Many Star Seeds will be opening up to this connection with others and I will teach the boundaries because with out them your life can be destroyed if you are dealing with someone who refuses to take responsibility. Unfortunately I have the experience of this. Not only have I been under severe attack by the dark agenda, but my life line at the time (my Twin) never came through as per our contract.
When my Twin and I merged energy the frequency became so high and this attracted a lot of interest. In a positive circumstance this energy would have been used for the mission and I would have been in a safe place, sadly our extraordinary energy was carelessly used to better himself and the 4th dimensional negative energy caused me great pain to feed off my extreme light turned into pain and rage, leaving me to the wolves, having to lose everything to stay healthy and safe while my Twin stood by and did nothing to assist me.

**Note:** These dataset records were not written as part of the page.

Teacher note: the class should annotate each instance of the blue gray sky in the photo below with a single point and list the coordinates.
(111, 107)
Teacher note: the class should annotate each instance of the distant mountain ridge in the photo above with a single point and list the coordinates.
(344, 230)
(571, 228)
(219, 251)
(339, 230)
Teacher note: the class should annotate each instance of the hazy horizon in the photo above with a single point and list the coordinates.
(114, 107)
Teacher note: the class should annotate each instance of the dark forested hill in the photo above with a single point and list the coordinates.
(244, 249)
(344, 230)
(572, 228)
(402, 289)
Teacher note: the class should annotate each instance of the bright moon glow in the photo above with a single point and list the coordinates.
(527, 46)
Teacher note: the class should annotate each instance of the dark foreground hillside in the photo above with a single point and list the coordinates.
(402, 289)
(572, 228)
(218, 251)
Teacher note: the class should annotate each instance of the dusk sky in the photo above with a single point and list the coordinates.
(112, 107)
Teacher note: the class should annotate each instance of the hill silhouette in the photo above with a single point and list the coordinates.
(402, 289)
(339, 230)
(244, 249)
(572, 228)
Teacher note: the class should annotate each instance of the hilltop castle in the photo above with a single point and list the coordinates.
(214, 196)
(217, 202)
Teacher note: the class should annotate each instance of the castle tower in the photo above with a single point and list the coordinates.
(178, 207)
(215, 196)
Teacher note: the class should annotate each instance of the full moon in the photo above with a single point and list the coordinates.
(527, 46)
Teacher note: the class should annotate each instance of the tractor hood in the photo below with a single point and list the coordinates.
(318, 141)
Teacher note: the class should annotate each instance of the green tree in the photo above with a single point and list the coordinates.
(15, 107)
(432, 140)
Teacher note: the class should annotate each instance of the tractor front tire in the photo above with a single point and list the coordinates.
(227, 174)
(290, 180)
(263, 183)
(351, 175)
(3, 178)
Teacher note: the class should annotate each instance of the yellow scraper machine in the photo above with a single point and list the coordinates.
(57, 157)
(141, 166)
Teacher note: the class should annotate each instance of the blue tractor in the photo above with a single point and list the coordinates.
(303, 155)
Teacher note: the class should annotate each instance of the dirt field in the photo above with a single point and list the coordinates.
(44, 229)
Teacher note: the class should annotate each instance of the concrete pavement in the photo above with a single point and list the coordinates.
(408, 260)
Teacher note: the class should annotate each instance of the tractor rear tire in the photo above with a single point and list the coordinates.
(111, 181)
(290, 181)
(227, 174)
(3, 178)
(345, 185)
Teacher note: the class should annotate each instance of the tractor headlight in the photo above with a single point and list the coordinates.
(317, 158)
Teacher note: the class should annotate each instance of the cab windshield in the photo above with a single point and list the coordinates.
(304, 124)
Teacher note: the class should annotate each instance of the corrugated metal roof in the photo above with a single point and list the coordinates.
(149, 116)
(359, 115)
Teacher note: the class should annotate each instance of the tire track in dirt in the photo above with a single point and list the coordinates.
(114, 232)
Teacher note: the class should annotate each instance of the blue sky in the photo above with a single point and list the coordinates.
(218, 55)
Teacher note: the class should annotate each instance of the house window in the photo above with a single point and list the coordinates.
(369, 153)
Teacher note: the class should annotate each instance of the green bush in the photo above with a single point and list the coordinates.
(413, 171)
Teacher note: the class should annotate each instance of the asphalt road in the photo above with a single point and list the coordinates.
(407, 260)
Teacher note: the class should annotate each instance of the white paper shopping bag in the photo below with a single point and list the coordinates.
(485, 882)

This has gotten to the point of complete debilitation. I have sacrificed all for this mission and lost a beautiful life, that I thought would be enhanced when the truth came. But that has not happened and I continue to feel the truth that my Twin acts out in deception. I cannot deal with this any longer by keeping it bottled up. If it were a normal human connection I could just walk away and move forward, however our higher dimensional abilities has made this difficult and he knows it hence the turmoil of my life.
I have no choice but to get take the blind fold off and see this trauma and betrayal and what it has cost me. I had prayed and hoped Jim would step up, grow up and deal honestly with this but he has not and I have had enough. The truth will come out.